Selain itu, BI mempertahankan kebijakan makroprudensial akomodatif dengan mempertahankan rasio Countercyclical Buffer (CCB) sebesar 0 persen, rasio Penyangga Likuiditas-Makroprudensial (PLM) sebesar 6 persen dengan fleksibilitas repo sebesar 6 persen, serta rasio PLM Syariah sebesar 4,5 persen dengan fleksibilitas repo sebesar 4,5 persen.

Dorong Peningkatan

Sementara itu, kinerja manufaktur Indonesia kembali meningkat pada April 2021. IHS Markit mencatat, Purchasing Managers' Index (PMI) Manufaktur Indonesia pada bulan April 2021 sebesar 54,6 atau naik dari 53,2 pada bulan Maret 2021.

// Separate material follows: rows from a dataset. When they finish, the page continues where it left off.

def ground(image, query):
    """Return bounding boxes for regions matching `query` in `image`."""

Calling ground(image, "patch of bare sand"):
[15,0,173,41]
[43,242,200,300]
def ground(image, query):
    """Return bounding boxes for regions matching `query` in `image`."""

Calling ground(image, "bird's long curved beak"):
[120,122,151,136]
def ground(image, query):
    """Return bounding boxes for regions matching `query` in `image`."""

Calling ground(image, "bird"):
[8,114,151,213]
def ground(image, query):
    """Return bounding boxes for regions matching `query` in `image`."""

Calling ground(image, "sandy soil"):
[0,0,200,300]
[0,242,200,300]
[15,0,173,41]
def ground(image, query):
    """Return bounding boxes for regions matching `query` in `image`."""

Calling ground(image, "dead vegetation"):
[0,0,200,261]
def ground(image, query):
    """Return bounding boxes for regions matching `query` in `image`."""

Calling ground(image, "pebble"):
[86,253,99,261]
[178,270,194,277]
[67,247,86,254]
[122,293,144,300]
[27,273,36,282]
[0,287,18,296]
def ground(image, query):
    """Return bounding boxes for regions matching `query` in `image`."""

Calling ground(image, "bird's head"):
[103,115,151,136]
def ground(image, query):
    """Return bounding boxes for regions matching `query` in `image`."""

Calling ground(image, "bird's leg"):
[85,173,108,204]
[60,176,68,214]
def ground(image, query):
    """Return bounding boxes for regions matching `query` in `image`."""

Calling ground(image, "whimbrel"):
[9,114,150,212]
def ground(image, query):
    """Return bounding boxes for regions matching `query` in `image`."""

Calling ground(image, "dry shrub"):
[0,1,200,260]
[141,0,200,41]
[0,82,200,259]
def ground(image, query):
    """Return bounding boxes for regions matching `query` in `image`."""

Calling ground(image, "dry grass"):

Peneliti senior Center of Reform on Economics (CORE) Indonesia Yusuf Rendy mengatakan, kinerja manufaktur yang meningkat ini memang tak lepas dari momentum adanya bulan Ramadan.

"Momentum ini mendorong meningkatnya permintaan barang dan jasa dari dalam negeri. Terlihat dari inflasi yang mengalami peningkatan," ujar Yusuf.

Yusuf lalu optimistis, kinerja manufaktur ke depan masih akan berdaya, ini seiring dengan prospek pemulihan konsumsi rumah tangga yang diproyeksikan akan mengalami perbaikan di sisa tiga kuartal ini.